AOpen Inc.
- Native name: 建碁股份有限公司
- Type: Public
- Traded as: TWSE: 3046
- Industry: Computer
- Founded: 1996; 30 years ago
- Headquarters: Taipei, Taiwan
- Key people: Victor Chien (Chairman) Ken Wang (President)
- Products: Small form factor system, Digital Engine, XC mini, eTILE, All-in-one touch system, Chrome commercial devices, Gaming/Consumer/Commercial/Portable monitor, and Pico projector
- Parent: Acer Inc.
- Website: www.aopen.com/US_en/index.html

= AOpen =

Taiwanese multinational electronics corporation

AOpen (建碁股份有限公司 (Jiànqí Gǔfèn Yǒuxiàn Gōngsī), stylized AOPEN) is a minor Taiwanese electronics manufacturer that makes computers and its parts. AOpen used to be the Open System Business Unit of Acer Computer Inc. which designed, manufactured and sold computer components.

The company was incorporated in December 1996 as a subsidiary of Acer Group with an initial public offering (IPO) at the Taiwan stock exchange in August 2002. It is also the first subsidiary that established the entrepreneurship paradigm in the pan-Acer Group. At that time, AOpen's major shareholder was the Wistron Group.
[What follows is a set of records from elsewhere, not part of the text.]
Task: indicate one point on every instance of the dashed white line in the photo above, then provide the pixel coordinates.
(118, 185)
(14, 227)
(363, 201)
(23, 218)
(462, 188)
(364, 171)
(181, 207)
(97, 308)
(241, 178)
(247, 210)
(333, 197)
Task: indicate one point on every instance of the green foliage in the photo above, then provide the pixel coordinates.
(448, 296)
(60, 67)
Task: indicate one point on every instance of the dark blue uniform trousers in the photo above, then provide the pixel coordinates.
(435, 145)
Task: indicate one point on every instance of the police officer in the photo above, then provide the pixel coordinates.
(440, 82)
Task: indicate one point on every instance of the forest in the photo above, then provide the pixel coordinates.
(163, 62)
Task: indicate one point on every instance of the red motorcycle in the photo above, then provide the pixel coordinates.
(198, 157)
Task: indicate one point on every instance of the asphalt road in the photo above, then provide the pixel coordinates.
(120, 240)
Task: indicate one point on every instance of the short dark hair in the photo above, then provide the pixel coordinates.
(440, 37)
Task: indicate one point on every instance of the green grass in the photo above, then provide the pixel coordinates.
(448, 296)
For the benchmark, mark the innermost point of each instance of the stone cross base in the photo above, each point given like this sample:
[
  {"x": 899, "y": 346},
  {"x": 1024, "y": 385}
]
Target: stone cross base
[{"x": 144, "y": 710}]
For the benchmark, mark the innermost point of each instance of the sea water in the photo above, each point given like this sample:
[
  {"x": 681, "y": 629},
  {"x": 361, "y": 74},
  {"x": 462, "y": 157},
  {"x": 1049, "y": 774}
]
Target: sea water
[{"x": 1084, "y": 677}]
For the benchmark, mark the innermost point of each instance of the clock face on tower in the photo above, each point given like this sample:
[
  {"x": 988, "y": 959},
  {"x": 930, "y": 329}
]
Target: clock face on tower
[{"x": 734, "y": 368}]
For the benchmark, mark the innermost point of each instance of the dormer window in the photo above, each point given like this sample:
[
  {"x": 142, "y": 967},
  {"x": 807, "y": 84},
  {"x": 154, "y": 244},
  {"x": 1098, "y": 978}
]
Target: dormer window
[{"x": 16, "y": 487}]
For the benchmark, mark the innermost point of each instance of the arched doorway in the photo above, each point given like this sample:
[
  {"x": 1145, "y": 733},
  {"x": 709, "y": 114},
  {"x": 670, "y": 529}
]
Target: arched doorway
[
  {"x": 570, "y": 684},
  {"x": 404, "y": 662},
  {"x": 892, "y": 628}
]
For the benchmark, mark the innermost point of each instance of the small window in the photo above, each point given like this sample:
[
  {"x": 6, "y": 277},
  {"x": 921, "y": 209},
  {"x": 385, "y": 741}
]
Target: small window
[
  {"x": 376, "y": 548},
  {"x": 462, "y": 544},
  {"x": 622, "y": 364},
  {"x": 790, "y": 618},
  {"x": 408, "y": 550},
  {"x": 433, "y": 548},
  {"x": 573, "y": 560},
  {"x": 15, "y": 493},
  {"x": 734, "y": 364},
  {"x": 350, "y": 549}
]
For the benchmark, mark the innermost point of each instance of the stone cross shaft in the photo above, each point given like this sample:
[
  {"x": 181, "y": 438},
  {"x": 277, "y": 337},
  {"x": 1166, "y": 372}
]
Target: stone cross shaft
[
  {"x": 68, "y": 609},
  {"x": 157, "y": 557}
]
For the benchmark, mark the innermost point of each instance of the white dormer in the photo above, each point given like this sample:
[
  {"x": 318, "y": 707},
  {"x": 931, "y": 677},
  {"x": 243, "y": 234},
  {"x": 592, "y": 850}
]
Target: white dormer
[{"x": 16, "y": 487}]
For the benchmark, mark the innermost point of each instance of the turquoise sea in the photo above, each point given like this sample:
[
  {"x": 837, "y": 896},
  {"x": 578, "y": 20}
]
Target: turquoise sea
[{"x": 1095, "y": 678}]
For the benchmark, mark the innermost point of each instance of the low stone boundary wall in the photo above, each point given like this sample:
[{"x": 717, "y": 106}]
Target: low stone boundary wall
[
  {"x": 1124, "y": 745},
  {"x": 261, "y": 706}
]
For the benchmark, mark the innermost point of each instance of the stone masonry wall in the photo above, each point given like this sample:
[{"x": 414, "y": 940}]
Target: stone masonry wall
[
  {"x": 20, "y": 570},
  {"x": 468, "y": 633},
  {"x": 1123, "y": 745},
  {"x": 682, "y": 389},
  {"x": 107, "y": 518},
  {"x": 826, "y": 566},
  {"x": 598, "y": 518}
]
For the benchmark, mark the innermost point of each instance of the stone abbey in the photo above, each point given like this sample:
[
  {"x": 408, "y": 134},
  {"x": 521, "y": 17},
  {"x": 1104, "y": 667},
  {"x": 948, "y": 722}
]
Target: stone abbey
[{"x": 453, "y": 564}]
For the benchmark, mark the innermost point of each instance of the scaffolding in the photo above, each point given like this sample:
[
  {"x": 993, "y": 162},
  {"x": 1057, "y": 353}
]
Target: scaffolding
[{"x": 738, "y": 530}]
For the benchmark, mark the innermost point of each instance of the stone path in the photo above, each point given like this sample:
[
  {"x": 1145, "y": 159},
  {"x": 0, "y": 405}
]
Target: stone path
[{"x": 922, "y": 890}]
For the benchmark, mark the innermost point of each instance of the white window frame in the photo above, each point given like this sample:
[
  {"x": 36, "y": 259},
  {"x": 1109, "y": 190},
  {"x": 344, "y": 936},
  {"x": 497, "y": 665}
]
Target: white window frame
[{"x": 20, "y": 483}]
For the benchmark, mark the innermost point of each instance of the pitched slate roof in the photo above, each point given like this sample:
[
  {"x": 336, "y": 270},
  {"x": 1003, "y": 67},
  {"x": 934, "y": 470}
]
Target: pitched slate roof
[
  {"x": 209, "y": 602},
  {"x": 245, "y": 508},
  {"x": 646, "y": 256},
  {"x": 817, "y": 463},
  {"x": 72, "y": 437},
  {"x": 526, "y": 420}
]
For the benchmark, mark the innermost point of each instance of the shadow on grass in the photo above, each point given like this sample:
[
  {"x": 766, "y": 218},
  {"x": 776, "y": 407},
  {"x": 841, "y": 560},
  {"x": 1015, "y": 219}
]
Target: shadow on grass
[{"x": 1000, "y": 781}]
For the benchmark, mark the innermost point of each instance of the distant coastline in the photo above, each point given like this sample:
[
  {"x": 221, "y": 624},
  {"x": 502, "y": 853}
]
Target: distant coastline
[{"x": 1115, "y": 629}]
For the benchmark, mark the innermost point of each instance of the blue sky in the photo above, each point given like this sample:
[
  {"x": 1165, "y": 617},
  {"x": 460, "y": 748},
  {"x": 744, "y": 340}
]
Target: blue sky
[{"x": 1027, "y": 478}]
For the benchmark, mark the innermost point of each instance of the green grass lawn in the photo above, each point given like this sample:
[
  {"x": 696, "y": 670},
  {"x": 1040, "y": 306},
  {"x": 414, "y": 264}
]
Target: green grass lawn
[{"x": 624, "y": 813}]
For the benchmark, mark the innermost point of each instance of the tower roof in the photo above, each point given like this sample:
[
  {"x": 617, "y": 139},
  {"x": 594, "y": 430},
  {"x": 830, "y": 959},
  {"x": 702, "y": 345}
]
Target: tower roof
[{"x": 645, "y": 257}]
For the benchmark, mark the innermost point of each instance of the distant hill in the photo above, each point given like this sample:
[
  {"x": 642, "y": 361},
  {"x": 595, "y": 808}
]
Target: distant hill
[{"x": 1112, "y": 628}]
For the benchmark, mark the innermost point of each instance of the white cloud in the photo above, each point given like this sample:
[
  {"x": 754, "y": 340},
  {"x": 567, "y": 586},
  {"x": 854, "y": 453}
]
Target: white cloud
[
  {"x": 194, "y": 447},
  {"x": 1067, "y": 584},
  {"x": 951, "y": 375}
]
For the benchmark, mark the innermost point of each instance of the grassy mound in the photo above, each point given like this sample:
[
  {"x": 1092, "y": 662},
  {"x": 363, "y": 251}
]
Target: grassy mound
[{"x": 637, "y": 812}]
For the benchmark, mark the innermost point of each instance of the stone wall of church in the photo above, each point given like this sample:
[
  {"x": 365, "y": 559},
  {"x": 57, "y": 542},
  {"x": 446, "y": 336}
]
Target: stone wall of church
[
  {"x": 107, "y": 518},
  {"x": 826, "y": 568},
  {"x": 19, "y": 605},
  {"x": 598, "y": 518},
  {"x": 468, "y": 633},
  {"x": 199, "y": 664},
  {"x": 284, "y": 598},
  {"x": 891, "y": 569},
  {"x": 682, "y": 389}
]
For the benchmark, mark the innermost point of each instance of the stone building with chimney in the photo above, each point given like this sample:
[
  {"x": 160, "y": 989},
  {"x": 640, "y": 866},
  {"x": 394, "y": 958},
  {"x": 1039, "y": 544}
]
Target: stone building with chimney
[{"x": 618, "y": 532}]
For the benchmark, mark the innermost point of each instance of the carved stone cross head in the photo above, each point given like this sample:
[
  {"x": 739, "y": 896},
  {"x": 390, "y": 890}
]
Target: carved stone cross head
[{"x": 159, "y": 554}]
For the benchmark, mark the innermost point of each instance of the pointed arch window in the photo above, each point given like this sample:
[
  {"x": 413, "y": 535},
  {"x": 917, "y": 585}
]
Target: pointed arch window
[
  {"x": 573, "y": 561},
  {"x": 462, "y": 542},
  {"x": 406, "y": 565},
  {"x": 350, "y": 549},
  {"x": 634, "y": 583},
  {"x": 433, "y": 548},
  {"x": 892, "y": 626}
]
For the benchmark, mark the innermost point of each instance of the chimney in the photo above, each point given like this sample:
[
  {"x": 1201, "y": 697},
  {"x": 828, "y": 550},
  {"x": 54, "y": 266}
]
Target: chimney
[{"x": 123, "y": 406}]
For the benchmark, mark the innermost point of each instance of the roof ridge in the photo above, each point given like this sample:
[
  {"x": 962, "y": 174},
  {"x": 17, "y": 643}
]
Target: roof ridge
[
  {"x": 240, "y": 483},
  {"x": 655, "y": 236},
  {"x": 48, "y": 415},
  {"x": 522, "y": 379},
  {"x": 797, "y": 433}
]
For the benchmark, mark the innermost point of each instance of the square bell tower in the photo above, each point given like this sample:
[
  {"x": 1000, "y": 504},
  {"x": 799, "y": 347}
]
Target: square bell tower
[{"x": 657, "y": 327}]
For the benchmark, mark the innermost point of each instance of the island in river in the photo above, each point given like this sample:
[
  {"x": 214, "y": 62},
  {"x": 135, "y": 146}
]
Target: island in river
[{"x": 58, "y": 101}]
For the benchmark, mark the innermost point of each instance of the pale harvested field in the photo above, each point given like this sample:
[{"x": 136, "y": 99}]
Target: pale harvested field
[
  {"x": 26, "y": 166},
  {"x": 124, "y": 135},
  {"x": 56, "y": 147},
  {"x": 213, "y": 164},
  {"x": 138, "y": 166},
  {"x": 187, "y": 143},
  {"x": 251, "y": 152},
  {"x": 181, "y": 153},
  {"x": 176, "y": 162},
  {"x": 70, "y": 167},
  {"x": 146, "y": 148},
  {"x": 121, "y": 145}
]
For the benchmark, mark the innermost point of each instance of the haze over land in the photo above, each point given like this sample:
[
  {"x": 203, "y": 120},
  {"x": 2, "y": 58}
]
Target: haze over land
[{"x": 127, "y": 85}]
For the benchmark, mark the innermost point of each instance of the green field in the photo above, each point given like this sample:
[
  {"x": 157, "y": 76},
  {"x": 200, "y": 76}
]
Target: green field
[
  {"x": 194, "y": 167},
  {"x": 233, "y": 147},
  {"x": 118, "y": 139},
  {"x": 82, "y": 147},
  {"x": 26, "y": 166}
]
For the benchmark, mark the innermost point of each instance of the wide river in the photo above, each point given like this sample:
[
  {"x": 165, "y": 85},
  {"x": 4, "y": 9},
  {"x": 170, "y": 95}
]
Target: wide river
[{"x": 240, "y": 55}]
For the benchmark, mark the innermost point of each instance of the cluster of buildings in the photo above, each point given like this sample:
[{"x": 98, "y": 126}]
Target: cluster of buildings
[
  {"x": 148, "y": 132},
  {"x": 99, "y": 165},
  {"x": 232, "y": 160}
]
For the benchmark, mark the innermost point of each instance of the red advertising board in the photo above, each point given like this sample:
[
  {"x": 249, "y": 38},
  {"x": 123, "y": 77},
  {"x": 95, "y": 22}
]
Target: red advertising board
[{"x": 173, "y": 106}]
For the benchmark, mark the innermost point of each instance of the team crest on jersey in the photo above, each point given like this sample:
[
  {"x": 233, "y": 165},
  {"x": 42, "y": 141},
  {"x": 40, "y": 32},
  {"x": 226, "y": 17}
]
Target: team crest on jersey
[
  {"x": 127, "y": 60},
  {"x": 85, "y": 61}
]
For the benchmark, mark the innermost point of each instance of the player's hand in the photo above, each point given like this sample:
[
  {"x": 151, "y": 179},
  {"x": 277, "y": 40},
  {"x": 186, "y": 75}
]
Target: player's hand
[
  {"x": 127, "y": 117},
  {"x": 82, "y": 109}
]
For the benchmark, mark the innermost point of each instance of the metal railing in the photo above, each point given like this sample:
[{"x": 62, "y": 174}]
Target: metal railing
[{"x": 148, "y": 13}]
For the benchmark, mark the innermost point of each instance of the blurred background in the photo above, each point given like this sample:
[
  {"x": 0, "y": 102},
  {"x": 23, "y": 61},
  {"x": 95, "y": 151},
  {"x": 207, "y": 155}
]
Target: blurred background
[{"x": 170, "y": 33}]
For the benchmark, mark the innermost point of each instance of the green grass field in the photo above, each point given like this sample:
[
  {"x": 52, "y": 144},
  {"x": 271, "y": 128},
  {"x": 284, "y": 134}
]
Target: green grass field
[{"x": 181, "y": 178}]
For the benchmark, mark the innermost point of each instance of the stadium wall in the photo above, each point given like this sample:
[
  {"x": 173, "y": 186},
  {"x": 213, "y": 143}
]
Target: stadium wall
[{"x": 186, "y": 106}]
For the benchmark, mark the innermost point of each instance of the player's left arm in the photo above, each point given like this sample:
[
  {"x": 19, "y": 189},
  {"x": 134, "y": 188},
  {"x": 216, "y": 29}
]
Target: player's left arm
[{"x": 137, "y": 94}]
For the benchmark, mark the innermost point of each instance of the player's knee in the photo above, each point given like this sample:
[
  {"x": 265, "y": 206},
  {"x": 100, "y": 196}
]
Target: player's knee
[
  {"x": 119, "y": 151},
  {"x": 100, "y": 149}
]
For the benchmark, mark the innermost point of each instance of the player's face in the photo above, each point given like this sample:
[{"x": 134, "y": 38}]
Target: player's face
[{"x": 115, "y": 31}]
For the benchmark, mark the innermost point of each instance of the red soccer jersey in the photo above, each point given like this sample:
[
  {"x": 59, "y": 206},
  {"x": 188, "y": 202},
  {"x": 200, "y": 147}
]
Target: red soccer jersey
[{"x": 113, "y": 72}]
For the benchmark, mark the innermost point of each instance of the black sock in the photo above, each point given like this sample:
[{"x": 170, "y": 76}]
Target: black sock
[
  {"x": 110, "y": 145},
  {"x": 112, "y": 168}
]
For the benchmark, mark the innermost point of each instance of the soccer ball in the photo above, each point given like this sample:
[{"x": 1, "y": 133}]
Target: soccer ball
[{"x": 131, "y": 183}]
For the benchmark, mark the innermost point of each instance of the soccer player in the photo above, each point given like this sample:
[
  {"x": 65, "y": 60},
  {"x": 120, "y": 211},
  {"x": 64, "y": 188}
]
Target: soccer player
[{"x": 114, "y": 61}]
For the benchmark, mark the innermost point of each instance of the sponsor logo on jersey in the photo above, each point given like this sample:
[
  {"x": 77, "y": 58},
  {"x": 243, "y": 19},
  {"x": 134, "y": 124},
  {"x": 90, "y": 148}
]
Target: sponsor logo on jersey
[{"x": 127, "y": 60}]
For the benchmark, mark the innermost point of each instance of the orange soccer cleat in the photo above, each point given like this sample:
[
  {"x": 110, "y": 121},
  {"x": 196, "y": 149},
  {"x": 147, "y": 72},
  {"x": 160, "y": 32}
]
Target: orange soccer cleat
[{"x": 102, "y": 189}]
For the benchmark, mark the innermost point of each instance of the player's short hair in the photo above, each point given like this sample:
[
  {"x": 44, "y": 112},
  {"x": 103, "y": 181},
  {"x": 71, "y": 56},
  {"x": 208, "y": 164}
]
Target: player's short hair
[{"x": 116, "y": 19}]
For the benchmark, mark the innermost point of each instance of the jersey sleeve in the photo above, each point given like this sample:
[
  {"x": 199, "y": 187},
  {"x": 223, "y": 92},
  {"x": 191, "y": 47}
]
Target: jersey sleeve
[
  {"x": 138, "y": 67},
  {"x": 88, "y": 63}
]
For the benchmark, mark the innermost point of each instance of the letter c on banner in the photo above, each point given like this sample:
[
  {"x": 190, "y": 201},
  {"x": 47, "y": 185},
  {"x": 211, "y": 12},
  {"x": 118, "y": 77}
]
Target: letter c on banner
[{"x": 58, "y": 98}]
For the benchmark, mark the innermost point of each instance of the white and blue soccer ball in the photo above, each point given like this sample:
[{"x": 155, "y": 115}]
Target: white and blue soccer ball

In 2018, AOpen became a partner of the pan-Acer Group again as the business-to-business branch of the computing industry.

AOpen is perhaps most well known for their mobile on desktop (MoDT), which implements Intel's Pentium M platform on desktop motherboards. Because the Pentium 4 and other NetBurst CPUs proved less energy efficient than the Pentium M, in late 2004 and early 2005, many manufacturers introduced desktop motherboards for the mobile Pentium M, AOpen being one of the first.

AOpen currently specializes in ultra small form factor (uSFF) platform applications; digital signage; and product development and designs characterized by miniaturization, standardization and modularization.

AOpen logo used from 1996 to 2013

==Product position and strategies==
AOpen has developed energy-saving products since 2005. According to different types of customers, applications and contexts, AOpen splits its product platforms into two major categories: media player platform and Panel PC platform, both of which have Windows, Linux, ChromeOS and Android devices.